Overall, 50 percent of those polled said they disapprove of the court’s 5–4 decision, while 45 percent said they support it. Consistently, a majority of voters said that they oppose the individual mandate (53 percent); believe taxes will increase (52 percent); believe their personal health-care costs will increase (56 percent); and disapprove of Obama’s handling of health care in general (58 percent). Only 24 percent of those polled said that they believe the ruling will make the country better off.

New Poll: Voters Dislike Supreme Court

Not that it matters to me because justices don't vote to be popular....unless you listen to Charles Krautwhatever....who think Roberts only did this to preserve the integrity of the court (and if he did...boy did he blow that one).

However, it does have some thought provoking information with regards to how people might vote come November.

Romney needs to ram this up Obama/Axelrod/Jarrett's asses.

Telling how the right ignores the fact that the Court upheld fundamental tenets of conservative jurisprudence – they’re just angry Obama didn’t get his ‘smack down,’ the Constitution and its case law be damned.

Exactly, if the court had ruled otherwise the screams would have been "See, the POS POTUS is trying to overturn the the Constitution!"
Now the screams are about a traitorous Supreme Court judge - forgetting that the Supreme Court is there to interpret the Constitution as written and not according to party doctrine.
 
Voters are reacting in broadly negative ways to the Supreme Court’s decision to uphold the legislation known as Obamacare, a new Newsweek/Daily Beast poll finds, with a majority disapproving of the ruling, fearing health-care costs and taxes will rise, and preferring Mitt Romney to President Obama on the issue.
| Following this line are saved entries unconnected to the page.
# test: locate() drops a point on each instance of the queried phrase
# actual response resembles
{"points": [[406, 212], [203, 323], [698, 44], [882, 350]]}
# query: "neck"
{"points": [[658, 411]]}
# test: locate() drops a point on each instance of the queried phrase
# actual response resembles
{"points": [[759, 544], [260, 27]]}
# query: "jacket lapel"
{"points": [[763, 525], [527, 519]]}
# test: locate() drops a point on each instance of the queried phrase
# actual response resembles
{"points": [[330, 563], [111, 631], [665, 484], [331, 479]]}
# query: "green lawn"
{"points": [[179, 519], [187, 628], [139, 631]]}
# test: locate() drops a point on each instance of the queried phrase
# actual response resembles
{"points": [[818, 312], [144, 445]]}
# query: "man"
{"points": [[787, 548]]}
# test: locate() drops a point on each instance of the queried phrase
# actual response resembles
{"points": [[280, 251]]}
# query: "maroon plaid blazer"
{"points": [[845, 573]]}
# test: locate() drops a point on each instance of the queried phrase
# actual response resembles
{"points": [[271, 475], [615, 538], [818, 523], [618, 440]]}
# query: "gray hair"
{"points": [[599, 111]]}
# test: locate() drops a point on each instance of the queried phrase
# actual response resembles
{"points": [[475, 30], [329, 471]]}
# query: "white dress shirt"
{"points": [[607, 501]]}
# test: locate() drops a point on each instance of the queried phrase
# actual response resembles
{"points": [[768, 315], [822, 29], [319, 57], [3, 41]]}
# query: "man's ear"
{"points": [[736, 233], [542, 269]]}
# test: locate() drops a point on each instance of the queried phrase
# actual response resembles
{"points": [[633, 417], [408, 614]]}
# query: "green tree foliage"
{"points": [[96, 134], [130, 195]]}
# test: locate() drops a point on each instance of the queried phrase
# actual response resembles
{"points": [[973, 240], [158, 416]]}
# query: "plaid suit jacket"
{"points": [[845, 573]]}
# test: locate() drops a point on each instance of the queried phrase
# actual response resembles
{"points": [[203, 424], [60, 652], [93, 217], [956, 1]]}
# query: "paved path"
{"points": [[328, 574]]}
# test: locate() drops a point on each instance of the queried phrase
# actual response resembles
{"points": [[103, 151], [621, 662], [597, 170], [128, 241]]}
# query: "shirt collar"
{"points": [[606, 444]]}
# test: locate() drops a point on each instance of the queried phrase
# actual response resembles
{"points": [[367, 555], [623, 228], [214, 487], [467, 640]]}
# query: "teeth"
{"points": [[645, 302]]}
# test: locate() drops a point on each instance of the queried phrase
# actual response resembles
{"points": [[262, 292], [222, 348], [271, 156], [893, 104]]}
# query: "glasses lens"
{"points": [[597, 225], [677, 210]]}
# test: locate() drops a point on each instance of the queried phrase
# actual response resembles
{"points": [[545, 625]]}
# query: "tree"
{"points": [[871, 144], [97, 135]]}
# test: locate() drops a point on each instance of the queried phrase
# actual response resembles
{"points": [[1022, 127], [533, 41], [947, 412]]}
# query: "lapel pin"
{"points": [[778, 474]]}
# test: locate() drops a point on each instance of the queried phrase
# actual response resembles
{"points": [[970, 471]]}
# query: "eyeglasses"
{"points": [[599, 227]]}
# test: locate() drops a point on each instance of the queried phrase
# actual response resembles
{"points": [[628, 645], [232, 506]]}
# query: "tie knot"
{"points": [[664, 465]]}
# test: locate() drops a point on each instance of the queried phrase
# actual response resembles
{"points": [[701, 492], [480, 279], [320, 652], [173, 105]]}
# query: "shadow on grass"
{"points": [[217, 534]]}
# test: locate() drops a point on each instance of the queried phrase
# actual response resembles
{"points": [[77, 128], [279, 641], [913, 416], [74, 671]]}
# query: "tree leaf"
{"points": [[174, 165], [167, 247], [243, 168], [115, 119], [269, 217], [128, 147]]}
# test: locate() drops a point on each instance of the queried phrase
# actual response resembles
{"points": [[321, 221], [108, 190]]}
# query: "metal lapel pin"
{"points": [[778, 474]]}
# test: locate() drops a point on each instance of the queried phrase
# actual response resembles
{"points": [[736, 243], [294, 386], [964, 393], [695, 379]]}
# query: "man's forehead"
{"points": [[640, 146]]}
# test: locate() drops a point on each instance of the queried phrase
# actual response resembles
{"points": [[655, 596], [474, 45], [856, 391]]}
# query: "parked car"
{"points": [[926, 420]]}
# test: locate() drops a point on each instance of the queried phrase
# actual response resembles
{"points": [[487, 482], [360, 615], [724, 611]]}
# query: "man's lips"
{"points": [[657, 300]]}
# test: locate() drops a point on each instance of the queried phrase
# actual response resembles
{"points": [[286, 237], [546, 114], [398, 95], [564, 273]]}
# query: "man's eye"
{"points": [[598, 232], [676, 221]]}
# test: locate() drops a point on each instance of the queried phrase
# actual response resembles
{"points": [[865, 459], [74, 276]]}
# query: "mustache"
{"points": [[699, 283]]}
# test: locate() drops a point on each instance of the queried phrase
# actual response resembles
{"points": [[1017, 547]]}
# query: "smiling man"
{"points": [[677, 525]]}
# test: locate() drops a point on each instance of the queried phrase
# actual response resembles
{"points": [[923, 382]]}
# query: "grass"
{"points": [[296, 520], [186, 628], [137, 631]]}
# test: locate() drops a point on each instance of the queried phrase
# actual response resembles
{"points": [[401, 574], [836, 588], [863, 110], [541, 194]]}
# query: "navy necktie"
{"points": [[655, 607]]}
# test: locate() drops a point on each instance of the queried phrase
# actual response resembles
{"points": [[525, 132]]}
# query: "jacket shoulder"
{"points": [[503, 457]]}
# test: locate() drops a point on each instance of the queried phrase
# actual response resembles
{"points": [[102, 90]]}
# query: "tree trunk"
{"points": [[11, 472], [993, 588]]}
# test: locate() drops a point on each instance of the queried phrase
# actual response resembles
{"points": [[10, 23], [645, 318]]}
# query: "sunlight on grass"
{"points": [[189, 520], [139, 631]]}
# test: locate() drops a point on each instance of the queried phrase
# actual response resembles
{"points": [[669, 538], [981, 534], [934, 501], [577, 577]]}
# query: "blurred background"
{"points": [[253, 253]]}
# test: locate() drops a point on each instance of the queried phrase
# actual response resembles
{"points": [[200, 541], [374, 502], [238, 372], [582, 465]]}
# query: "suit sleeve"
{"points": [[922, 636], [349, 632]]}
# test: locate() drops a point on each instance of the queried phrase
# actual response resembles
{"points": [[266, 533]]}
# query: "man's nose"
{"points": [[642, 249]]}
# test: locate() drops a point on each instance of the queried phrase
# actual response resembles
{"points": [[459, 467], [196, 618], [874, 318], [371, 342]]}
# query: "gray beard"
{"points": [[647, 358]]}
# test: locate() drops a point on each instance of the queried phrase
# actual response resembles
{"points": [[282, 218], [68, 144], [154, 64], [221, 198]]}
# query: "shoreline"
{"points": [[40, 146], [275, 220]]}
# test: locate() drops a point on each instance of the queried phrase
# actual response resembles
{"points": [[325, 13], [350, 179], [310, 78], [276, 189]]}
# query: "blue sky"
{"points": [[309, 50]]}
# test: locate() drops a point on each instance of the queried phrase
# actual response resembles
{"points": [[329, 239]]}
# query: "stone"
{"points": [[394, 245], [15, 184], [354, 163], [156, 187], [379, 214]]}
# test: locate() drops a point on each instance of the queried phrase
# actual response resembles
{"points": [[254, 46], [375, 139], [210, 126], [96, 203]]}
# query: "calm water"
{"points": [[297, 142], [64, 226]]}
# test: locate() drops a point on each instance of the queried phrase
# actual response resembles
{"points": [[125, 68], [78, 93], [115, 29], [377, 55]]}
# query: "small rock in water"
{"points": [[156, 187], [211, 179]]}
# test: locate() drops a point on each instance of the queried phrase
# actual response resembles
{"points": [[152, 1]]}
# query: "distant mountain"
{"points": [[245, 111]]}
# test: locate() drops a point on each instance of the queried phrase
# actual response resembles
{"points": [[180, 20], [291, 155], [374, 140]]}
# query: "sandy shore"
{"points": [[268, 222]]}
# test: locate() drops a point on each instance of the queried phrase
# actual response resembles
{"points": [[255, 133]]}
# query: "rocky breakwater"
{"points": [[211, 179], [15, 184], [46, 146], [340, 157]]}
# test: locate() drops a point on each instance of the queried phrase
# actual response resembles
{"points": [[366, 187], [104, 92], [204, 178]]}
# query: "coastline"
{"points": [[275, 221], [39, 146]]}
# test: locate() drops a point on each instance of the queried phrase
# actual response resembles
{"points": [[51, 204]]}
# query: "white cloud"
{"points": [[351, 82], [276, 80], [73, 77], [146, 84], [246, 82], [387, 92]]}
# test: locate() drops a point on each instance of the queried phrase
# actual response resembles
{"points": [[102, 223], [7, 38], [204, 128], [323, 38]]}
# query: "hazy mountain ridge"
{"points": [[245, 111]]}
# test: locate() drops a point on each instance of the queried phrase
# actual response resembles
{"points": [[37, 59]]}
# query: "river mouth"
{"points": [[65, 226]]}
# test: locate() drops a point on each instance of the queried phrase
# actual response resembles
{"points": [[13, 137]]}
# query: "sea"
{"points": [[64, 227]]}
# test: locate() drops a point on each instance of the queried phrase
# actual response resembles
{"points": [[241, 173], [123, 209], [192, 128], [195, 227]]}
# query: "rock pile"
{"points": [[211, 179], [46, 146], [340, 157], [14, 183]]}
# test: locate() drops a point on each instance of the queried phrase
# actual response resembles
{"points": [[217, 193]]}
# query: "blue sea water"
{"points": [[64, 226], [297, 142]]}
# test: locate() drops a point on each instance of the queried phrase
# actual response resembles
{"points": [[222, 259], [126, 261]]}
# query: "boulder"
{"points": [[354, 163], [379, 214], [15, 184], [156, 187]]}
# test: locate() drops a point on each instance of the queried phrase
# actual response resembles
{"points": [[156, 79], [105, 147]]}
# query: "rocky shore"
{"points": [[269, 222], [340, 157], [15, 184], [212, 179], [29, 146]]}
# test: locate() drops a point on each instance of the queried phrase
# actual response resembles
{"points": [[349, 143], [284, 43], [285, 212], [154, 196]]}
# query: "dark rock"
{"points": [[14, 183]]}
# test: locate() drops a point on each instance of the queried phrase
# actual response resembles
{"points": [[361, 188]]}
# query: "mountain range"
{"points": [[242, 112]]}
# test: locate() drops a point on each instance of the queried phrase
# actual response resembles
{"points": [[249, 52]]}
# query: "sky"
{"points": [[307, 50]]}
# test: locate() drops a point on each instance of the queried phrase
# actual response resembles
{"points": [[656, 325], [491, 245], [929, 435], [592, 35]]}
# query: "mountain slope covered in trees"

At the same time, voters scored the ruling a short-term political win for the president by a huge margin.

Overall, 50 percent of those polled said they disapprove of the court’s 5–4 decision, while 45 percent said they support it. Consistently, a majority of voters said that they oppose the individual mandate (53 percent); believe taxes will increase (52 percent); believe their personal health-care costs will increase (56 percent); and disapprove of Obama’s handling of health care in general (58 percent). Only 24 percent of those polled said that they believe the ruling will make the country better off.

New Poll: Voters Dislike Supreme Court

Not that it matters to me because justices don't vote to be popular....unless you listen to Charles Krautwhatever....who think Roberts only did this to preserve the integrity of the court (and if he did...boy did he blow that one).

However, it does have some thought provoking information with regards to how people might vote come November.

Romney needs to ram this up Obama/Axelrod/Jarrett's asses.

Polls like this are kinda arbitrary.

I mean I like Parts of the Ruling. It curtails the Commerce Clause, it Says the Fed can not Coerce States.

I don't like that it appears to give them unlimited taxing powers. I don't like of course that were still stuck with Obama Care.

Yep.
Other polls say that Americans are broadly in favour of the Act except for the IM provision.